Organic solar cells (OSCs) have attracted extensive attention due to their advantages such as low cost, flexibility, light weight and simple fabrication.^1–4 Rapid progress has led to high power conversion efficiencies (PCE) of over 10% being achieved in single-junction OSCs.^5,6 Meanwhile, the stability, especially in an air atmosphere, becomes a key issue for their application.⁷ Compared with a conventional structure, inverted organic solar cells (i-OSCs) could improve the stability because of the application of high work-function metals (Ag, Au) as the anode.^8–12 Moreover, to achieve the inverted configuration, the indium tin oxide (ITO) cathode is modified by electron extraction materials, including metal oxides (ZnO, TiO₂),¹³ metal salts (CsF, Cs₂CO₃, C₁₇H₃₅COOCs),^14–16 and polyelectrolytes (PFN, PEI, PEIE).^17,18 Among these interfacial materials, TiO₂ attracts more attention due to its high chemical and thermal stability, hole blocking, and electron selectivity.¹⁹

TiO₂ can exist in one of three major bulk crystalline forms, rutile, anatase, and brookite; all of which can be described in terms of distorted TiO₆ octahedra with different symmetries or arrangements.²⁰ Among its three polymorphs, the brookite structure is not experimentally investigated as much as the others because brookite is a metastable phase with a complicated and low-symmetry structure; furthermore, the formation of brookite TiO₂ is almost always accompanied by the presence of secondary phases such as anatase and/or rutile.

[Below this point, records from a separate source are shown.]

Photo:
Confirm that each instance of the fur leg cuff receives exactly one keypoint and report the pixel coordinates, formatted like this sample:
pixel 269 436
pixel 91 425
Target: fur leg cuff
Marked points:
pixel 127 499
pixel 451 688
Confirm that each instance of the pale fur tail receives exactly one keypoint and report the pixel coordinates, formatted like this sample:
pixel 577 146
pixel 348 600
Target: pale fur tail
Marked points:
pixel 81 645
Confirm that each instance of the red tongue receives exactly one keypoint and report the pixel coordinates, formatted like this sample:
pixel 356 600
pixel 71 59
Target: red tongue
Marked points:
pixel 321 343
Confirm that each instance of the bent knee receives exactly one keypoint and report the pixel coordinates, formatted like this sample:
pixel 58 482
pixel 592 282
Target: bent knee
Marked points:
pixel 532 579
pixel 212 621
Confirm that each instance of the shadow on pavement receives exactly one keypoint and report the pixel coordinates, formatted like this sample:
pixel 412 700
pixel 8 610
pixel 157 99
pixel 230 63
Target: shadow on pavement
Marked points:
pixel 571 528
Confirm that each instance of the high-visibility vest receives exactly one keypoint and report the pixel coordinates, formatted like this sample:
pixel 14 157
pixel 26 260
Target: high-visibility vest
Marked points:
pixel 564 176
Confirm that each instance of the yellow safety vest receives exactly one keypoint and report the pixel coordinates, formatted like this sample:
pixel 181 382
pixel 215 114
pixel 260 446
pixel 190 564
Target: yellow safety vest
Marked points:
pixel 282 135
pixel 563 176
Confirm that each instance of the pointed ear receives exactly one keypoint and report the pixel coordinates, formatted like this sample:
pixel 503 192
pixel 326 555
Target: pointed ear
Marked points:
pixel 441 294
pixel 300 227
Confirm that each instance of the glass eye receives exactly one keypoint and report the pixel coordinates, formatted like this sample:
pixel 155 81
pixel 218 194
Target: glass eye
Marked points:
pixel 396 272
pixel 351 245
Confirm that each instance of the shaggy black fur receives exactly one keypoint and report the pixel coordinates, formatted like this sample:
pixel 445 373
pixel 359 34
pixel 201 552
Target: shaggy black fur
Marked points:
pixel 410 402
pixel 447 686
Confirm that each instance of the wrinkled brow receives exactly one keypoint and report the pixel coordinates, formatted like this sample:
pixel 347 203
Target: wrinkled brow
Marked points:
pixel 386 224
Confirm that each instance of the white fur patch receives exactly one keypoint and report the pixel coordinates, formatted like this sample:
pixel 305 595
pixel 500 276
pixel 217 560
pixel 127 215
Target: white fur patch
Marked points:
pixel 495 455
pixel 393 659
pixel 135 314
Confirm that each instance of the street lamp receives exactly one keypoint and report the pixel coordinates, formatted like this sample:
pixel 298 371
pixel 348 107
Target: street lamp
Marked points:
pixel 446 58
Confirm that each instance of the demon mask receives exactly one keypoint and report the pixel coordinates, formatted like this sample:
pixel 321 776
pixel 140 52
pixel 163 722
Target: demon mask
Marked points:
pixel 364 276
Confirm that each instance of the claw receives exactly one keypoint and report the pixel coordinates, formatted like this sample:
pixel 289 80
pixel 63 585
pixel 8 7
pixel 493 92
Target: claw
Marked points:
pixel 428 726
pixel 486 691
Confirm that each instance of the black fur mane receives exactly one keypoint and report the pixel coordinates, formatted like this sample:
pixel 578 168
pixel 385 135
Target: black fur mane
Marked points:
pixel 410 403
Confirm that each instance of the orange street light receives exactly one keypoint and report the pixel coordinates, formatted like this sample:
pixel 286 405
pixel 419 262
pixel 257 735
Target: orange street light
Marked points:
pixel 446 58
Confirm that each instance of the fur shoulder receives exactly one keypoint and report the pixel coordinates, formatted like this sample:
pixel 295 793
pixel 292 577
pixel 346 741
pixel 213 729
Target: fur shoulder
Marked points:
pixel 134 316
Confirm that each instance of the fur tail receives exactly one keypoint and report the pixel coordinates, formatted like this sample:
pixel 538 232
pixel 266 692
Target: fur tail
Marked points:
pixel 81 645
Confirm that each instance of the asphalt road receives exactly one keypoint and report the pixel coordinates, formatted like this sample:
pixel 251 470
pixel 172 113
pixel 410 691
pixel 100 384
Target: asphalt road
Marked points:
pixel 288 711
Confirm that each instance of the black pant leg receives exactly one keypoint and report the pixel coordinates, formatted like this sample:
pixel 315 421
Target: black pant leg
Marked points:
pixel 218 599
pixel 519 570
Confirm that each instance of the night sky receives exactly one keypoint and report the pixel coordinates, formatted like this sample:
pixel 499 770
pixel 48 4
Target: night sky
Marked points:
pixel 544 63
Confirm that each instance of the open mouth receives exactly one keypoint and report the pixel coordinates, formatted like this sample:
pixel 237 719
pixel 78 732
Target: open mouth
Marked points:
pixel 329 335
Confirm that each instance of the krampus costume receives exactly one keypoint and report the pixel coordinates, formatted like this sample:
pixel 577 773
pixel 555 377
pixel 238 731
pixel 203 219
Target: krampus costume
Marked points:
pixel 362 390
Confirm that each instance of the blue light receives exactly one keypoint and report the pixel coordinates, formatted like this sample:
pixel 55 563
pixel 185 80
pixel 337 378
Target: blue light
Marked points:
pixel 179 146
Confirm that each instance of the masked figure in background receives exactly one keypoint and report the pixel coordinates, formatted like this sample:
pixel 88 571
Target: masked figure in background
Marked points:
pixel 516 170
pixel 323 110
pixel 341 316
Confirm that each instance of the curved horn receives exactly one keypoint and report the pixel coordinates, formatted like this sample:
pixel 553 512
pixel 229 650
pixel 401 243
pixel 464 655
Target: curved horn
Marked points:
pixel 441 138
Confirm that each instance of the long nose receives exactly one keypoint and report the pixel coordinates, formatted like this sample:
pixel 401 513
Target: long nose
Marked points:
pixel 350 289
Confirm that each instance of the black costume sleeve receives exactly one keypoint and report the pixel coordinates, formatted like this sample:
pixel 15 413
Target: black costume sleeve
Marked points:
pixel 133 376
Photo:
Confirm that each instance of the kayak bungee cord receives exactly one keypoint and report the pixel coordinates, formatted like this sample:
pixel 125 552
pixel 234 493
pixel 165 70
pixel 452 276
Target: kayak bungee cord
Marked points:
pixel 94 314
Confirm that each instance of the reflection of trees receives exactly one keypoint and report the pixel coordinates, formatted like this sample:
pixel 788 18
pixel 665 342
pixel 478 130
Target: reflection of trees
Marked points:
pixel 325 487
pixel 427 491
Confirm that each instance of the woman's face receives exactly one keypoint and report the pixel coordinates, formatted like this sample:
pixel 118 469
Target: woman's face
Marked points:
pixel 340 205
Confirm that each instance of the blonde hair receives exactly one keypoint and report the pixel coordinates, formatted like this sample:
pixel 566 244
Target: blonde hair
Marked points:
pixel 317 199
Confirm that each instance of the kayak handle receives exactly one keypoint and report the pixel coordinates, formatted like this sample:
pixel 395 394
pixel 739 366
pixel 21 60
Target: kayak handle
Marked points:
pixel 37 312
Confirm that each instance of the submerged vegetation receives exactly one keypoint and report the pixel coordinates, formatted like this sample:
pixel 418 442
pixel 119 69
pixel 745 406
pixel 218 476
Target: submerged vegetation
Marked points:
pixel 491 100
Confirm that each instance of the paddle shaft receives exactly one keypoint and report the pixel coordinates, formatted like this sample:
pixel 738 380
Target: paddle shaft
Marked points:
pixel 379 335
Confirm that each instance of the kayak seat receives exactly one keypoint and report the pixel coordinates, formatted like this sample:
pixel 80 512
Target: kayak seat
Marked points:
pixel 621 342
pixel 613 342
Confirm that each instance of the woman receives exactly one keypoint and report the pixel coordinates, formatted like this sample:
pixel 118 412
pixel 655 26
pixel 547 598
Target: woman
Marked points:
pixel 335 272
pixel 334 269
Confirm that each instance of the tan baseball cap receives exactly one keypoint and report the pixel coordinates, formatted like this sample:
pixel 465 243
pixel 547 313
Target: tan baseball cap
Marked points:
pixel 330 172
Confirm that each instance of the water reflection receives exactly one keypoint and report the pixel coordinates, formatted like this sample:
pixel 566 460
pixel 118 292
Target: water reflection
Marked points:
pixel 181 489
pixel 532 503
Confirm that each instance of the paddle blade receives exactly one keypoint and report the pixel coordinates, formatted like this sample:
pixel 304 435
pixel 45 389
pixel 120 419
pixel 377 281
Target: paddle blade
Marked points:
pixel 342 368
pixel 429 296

In comparison, rutile and anatase are the two most dominant polymorphs used in applications. Usually, anatase TiO₂ shows a higher photocatalytic activity due to its wider band gap than rutile TiO₂.²¹

The basic synthetic routes of TiO₂ nanomaterials and films have been reviewed by Chen and Sang,^20,22 including sol–gel, micelle, hydrothermal, solvothermal, sonochemical and microwave methods. Among these methods, the sol–gel method is a versatile route to fabricate amorphous or low crystalline TiO₂ nanomaterials or films at low temperature. However, the solar cells based on amorphous or low crystalline TiO₂ result in relatively low electron mobility and subsequently poor device performance.²³ Therefore, a sol–gel method combined with heat treatment was developed yielding advances for DSSCs. For example, Agarwala reported a series of methods to prepare TiO₂ films with high crystallinity and stable mesoporous structure, and improved performance of the DSSCs was achieved.^24–27

To obtain the crystalline TiO₂ nanomaterials or films with tunable crystal phases, one common method is annealing the spin-coated titanium precursors in different ranges of temperature. For example, anatase TiO₂ films can be obtained by annealing titanium isopropoxide at 400–500 °C.²⁸ Upon increasing the annealing temperature to 600 °C, phase transformation occurs and rutile TiO₂ films could be obtained.²⁹ These strategies above were well-developed in DSSCs. But in the case of OSCs, the electron extraction layer (EEL) requires a thin (usually below 50 nm) and condensed TiO₂ film for high electron mobility and high transmittance. The high-temperature calcination will cause large grain or particle size for the crystalline TiO₂. Meanwhile, the metal atoms (Ti, In, Sn) from ITO will diffuse into TiO₂ films during the calcination process, resulting in altered optical and electronic properties.³⁰ Therefore, the fabrication of the crystalline TiO₂ thin films at low temperature is required. With the development of the synthesis, the controllable size, phase and morphology of TiO₂ nanomaterials could be obtained by using surfactants and ligands with long alkyl chains. However, these capped surfactants or ligands on the surface of TiO₂ crystals may cause trapping of electrons in the EEL thus decreasing the PCE.³¹

Herein, we synthesized ligand-free rutile and anatase TiO₂ nanocrystals by using a hydrolytic sol–gel reaction, followed by a phase separation from the bulk solvent by gravity. These two kinds of TiO₂ nanocrystals with high purity are uniform in shape and can be well-dispersed in water. Due to the clean surface and excellent electron extraction property, the device based on anatase TiO₂ shows a significant enhancement in PCE compared with the devices based on rutile and amorphous TiO₂.

2. Experimental section

2.1 Materials

TiCl₃ (15.0–20.0% basis in 30% HCl) and ethyl alcohol (98%) were purchased from Aladdin. SnCl₄ (99.9%), titanium isopropoxide (TTIP, 97%), isopropyl alcohol (IPA, 99%), chlorobenzene (99%), and 1,8-diiodooctane (DIO, 98%) were purchased from Alfa Aesar. PTB7 was purchased from 1-Materials Inc. PC₇₁BM (99%) was purchased from Solenne BV Inc. All chemicals were used as received without further treatment.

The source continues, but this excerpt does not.